Udałow przyczynił się do powstania stanu konieczności, gdyż był przekonany, że w Moskwie są bardzo dobrzy lekarze. Jeśli zdoła do nich dotrzeć, to wyleczą go z dzieciństwa, przywrócą mu prawdziwą postać. Jego „trzeba” było czysto egoistyczne.
Sawicz nie miał ochoty stać się królikiem doświadczalnym, tym bardziej że przez swoje gapiostwo dopuścił do objęcia kierownictwa eksperymentu przez Grubina. Stało się tak, gdyż z początku myślał wyłącznie o spotkaniu z młodą Heleną. Spotkanie nie wiadomo czemu nie doszło do skutku, ale to jeszcze nic straconego. Zresztą nie zamierzał wracać do swej guslarskiej apteki.

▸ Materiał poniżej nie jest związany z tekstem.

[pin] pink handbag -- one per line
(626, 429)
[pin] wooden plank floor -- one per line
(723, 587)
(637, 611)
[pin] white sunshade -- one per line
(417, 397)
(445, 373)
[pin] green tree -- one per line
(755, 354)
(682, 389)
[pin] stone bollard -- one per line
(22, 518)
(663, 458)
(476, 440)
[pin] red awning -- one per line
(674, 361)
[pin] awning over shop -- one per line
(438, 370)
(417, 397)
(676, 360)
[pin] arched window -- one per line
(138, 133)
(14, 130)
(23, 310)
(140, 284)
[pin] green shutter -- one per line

Helena Siergiejewna nie była zbyt zadowolona z wyników doświadczenia, ponieważ uważała, że życie ma już za sobą i zaczynanie go od początku jest niepoważne. Jednak jako człowiek przywykły do odpowiadania za swe czyny, była nawet bardziej niż pozostali skłonna poddać się wszelkim badaniom, nie bacząc na niewygody i przykrości, aby przynieść korzyść społeczeństwu. Swoje obowiązki zawsze, najpierw w szkole, a potem w muzeum, starała się spełniać jak najrzetelniej.
Szuroczka i Milica, mimo różnicy wieku, myślały mniej więcej jednakowo. Dla nich wyprawa do Moskwy była przede wszystkim pasjonującą przygodą. Wyprawą do Moskwy właśnie. O całej reszcie decydowali ludzie mądrzejsi i bardziej od nich doświadczeni.

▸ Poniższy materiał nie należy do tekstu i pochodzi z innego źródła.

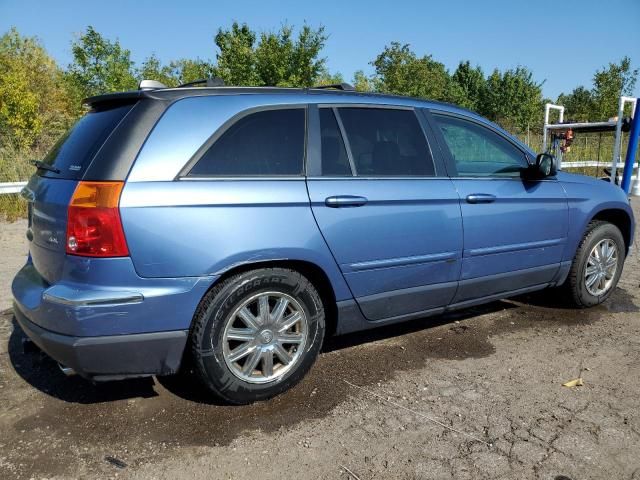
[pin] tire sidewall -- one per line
(213, 367)
(596, 235)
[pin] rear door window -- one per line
(478, 151)
(269, 142)
(75, 150)
(386, 142)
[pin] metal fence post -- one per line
(631, 150)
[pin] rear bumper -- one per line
(110, 357)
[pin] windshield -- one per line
(75, 150)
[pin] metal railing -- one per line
(11, 187)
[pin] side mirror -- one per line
(546, 165)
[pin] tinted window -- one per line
(75, 150)
(478, 151)
(386, 142)
(334, 154)
(263, 143)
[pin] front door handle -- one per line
(339, 201)
(481, 198)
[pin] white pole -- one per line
(547, 108)
(635, 191)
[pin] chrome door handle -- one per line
(481, 198)
(345, 201)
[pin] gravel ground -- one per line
(468, 396)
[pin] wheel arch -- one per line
(310, 270)
(621, 219)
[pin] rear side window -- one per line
(335, 161)
(386, 142)
(478, 151)
(269, 142)
(75, 150)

Wanda gotowa była jechać wszędzie, pod warunkiem, że pojedzie tam Sawicz. Sądziła bowiem, że nocne odmłodzenie było jeszcze jedynym dowodem na to, iż w swoim czasie nie popełniła błędu związawszy swe losy z Sawiczem. Zabawna historia: matka przez całe życie beształa ją za zły wybór, a w końcu wreszcie Sawicz spełnił pokładane w nim nadzieje i podarował jej drugi miodowy miesiąc. Jeśli naturalnie ta Kastielska nie zacznie znowu intrygować. No, wtedy się zobaczy.

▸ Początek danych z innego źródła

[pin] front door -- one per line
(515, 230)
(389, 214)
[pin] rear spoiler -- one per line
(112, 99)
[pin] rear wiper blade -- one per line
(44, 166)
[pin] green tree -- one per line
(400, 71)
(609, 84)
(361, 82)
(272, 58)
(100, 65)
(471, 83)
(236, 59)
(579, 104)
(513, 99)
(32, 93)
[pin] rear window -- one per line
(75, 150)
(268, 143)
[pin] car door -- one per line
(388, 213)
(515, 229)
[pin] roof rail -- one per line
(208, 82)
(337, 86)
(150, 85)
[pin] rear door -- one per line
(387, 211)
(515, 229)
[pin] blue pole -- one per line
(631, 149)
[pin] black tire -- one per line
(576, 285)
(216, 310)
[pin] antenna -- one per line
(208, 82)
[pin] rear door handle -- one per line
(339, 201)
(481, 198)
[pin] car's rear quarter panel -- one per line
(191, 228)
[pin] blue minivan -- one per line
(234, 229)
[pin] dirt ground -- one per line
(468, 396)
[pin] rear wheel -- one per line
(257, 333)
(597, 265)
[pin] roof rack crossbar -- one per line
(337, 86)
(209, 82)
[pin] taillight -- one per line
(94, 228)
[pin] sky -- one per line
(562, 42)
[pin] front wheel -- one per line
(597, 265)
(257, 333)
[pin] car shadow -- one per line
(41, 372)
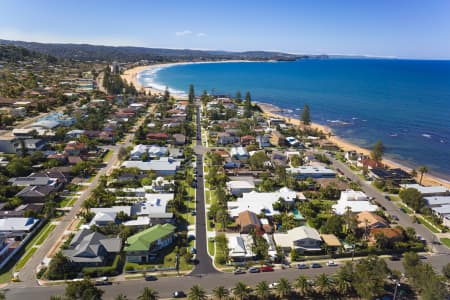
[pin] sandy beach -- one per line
(131, 76)
(273, 111)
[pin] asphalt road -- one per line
(166, 285)
(404, 219)
(204, 263)
(27, 274)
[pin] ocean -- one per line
(404, 103)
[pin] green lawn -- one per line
(25, 258)
(44, 233)
(445, 241)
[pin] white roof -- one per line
(17, 224)
(437, 200)
(240, 184)
(298, 233)
(428, 190)
(257, 202)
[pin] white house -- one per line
(238, 187)
(301, 238)
(260, 202)
(357, 201)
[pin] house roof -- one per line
(141, 241)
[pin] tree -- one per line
(148, 294)
(220, 293)
(241, 291)
(262, 290)
(422, 170)
(191, 93)
(305, 117)
(197, 293)
(302, 285)
(377, 151)
(283, 289)
(413, 198)
(83, 290)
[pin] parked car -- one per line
(254, 270)
(238, 271)
(331, 263)
(302, 266)
(179, 294)
(150, 278)
(266, 269)
(316, 265)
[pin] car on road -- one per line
(331, 263)
(315, 265)
(302, 266)
(179, 294)
(266, 269)
(254, 270)
(150, 278)
(238, 272)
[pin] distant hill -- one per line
(86, 52)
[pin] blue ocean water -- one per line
(405, 103)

Wreszcie Misza Standal… Misza Standal poprawił okulary, upodobnił się do młodego Czechowa odjeżdżającego w bohaterską ekspedycję na wyspę Sachalin i powiedział:
— Pieniądze można zdobyć.
— Jak? — zapytał Grubin zmęczonym głosem. — Liczymy już od pół godziny i wciąż wychodzi, że wszystkie nasze kapitały nie wystarczą na bilety. Nawet jeśli znajdzie się jakiś dureń, który kupi mój mikroskop, album z wierszami Puszkina należący do Milicy Fiodorowny i naszą odzież. Jak na złość wypłata dopiero za trzy dni, żadnych oszczędności, a Wanda Kazimirowna nie chce dać pieniędzy…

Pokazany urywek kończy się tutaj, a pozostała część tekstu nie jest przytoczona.